Leaders have created well-being spaces and learning environments that develop and support students' and members of staff's well-being extremely well. Leaders and staff have created an inclusive environment that promotes reflection and a better sense of personal well-being. For example, a well-being garden provides a space where students can access support from staff and can sit in peace and quiet.

As a result, students learn how to cope with stressful situations and develop greater resilience to manage their learning.

Teachers and pastoral staff make very effective use of topical events to develop students' awareness of issues that may impact on them. They teach students about topical current affairs to develop students' awareness of the wider world.

Tutors, for example, adapted learning plans to develop students' understanding of the current conflict in Ukraine. This helps students to recognise reliable sources of evidence so that they can develop a balanced view of such events.
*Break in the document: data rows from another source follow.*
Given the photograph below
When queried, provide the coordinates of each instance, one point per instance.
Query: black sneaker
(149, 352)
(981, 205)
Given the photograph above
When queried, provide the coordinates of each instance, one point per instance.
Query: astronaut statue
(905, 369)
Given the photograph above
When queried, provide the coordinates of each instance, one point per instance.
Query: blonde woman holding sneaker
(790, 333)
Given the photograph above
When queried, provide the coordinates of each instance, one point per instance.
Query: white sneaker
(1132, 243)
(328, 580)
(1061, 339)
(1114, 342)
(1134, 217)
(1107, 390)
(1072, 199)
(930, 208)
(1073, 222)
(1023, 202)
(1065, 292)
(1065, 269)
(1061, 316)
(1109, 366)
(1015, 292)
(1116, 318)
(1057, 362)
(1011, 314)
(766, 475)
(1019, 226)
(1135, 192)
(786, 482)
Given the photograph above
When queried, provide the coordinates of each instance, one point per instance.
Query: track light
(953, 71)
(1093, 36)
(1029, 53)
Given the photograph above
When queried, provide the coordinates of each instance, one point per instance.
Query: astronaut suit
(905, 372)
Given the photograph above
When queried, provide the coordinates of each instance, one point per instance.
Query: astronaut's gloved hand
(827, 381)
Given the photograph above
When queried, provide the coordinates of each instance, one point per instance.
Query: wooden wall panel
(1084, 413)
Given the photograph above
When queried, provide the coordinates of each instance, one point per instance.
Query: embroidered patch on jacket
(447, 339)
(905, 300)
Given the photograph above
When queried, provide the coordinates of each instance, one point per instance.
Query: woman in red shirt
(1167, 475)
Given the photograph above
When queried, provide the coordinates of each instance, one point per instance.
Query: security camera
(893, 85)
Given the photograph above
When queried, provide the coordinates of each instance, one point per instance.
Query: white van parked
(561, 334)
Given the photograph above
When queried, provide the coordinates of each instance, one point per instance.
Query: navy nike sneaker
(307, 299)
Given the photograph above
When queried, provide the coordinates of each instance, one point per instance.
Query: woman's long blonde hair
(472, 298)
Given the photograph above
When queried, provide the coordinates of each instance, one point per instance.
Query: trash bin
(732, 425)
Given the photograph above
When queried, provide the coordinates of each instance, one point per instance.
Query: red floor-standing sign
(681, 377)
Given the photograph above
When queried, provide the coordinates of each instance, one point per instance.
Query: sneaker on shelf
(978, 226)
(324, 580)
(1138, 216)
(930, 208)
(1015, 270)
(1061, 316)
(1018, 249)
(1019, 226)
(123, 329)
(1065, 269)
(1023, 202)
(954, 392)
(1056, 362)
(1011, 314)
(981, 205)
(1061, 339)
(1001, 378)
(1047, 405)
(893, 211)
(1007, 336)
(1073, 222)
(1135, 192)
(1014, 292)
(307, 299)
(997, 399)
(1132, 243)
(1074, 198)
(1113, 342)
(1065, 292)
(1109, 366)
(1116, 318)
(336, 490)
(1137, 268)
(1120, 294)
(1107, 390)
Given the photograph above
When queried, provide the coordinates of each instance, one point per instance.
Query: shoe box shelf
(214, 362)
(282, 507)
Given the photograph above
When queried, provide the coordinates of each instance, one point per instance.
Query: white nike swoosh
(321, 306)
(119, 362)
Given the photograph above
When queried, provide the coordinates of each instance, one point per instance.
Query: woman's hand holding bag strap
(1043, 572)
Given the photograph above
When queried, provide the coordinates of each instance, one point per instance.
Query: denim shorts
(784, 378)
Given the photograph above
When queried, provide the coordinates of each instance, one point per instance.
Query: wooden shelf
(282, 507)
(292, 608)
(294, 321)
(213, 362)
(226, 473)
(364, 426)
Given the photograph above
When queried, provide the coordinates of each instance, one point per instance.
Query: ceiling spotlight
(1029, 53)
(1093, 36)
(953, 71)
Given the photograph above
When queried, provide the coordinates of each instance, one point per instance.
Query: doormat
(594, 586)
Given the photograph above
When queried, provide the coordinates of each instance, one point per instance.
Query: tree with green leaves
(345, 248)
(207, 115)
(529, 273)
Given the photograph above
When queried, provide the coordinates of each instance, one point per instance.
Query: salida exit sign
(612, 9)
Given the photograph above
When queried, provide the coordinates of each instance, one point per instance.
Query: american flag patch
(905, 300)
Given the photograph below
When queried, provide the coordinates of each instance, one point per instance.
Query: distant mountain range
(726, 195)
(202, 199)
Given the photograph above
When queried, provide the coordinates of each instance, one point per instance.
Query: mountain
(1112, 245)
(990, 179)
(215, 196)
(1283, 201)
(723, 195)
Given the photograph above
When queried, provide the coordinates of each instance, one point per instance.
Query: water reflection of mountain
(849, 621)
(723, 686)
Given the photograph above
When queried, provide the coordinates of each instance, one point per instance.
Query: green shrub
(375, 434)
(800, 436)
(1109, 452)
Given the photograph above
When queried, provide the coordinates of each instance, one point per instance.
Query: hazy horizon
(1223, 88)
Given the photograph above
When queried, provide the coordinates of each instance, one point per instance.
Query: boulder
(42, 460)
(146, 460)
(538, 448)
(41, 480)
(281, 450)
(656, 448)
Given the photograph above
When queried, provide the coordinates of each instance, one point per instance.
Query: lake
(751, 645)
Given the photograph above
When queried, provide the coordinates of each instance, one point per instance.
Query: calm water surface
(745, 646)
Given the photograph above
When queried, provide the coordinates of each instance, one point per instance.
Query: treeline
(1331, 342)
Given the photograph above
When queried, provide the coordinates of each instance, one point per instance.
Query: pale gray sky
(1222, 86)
As a result, students become more active citizens and often get involved in helping their local communities.


The arrangements for safeguarding are effective.

Senior leaders have created a positive culture of safeguarding. They have very effective working arrangements with an extensive range of external safeguarding organisations.

Leaders and the local authority have designated the college as a centre where 'hate crimes' can be safely reported. Members of the public can report to college staff concerns regarding hate crimes that they witness, which ensures that appropriate follow-up actions will be taken.

Staff and students have a sound understanding of local risks, such as 'Incel' activity and drink spiking.

Students develop a good knowledge of topics such as healthy consent and sexual harassment. External speakers help students to improve their understanding of the potential impact on their own health and well-being should they find themselves in difficult situations. As a result, students know how to stay safe and, importantly, to recognise others who may be at risk and respond appropriately.